PwC says uncertainty over the UK’s exit from the European Union will keep a cap on hotel rates
Protracted negotiations around Brexit are not helping business travel to the UK, according to PwC.
In this week’s UK Hotels forecast, the company said that this was feeding through into its rate forecasts for the year ahead. The company expects achieved daily rates (ADRs) in London to rise by 0.8% to £150 in London and by 1.2% to £73 in the provinces.
PwC’s senior economic adviser Dr Andrew Sentance says that since the Brexit vote, the UK has dropped down the growth league. “Business travel to the UK is less buoyant and this may reflect Brexit uncertainty,” he said. “Some aspects of Brexit deal will not be resolved for many years.”
Liz Hall, head of research for Hospitality & Leisure at the company, says that international business travel visits to the UK fell by 4% to 8.8 million in 2017.
The company said, “One of the largest global hotel groups told us that in 2017, they had benefited from financial institutions and government as a result of Brexit activity, but that demand had now slowed down. Ongoing economic and political uncertainty could continue to slow business travel in 2019.”
Christopher Cowdray, CEO of the Dorechester Collection, says that he is not concerned about falling business travel demand and that London will always be popular. “London is a very easy place to do business compared to California or Paris, say.”
Some concerns are feeding through into corporate negotiations.

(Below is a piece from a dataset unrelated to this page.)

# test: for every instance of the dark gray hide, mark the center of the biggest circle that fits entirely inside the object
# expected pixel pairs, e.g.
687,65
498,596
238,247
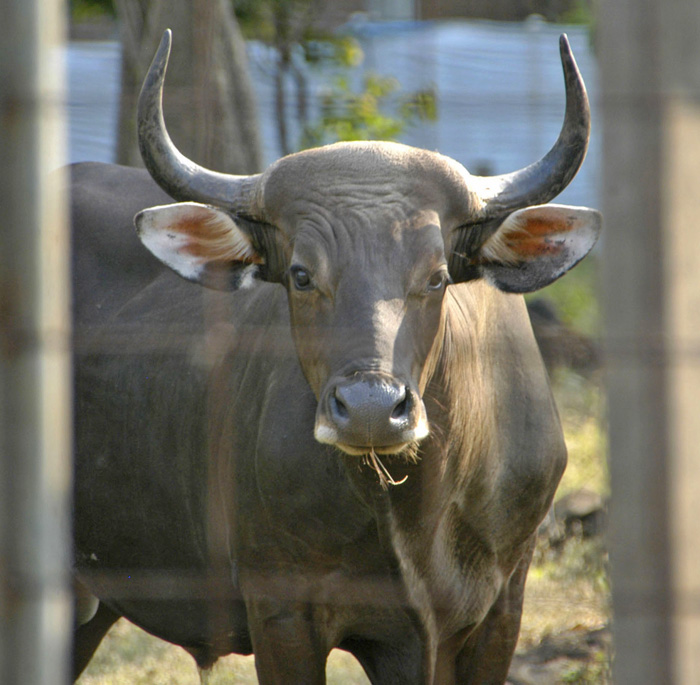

“Hoteliers we have spoken to already report some resistance to rate increases during the RFP process this year,” it said.
Hotel buyers are expected to benefit from buoyant supply. PwC says that London will get an extra 9,500 rooms in 2018-19 while the regions will see an addition 40,000 and says “demand is not strong enough” to support this growth in supply.
PwC adds that the growth in serviced apartments and sharing economy providers such as Airbnb are also boosting supply.
Occupancies in the UK’s hotels are high – particularly in the regions (76%) – so corporates will be keen to make sure they can get rooms at a reasonable rate.
As buyers head into the RFP season, using Brexit will be a handy strategy to keep rates under control.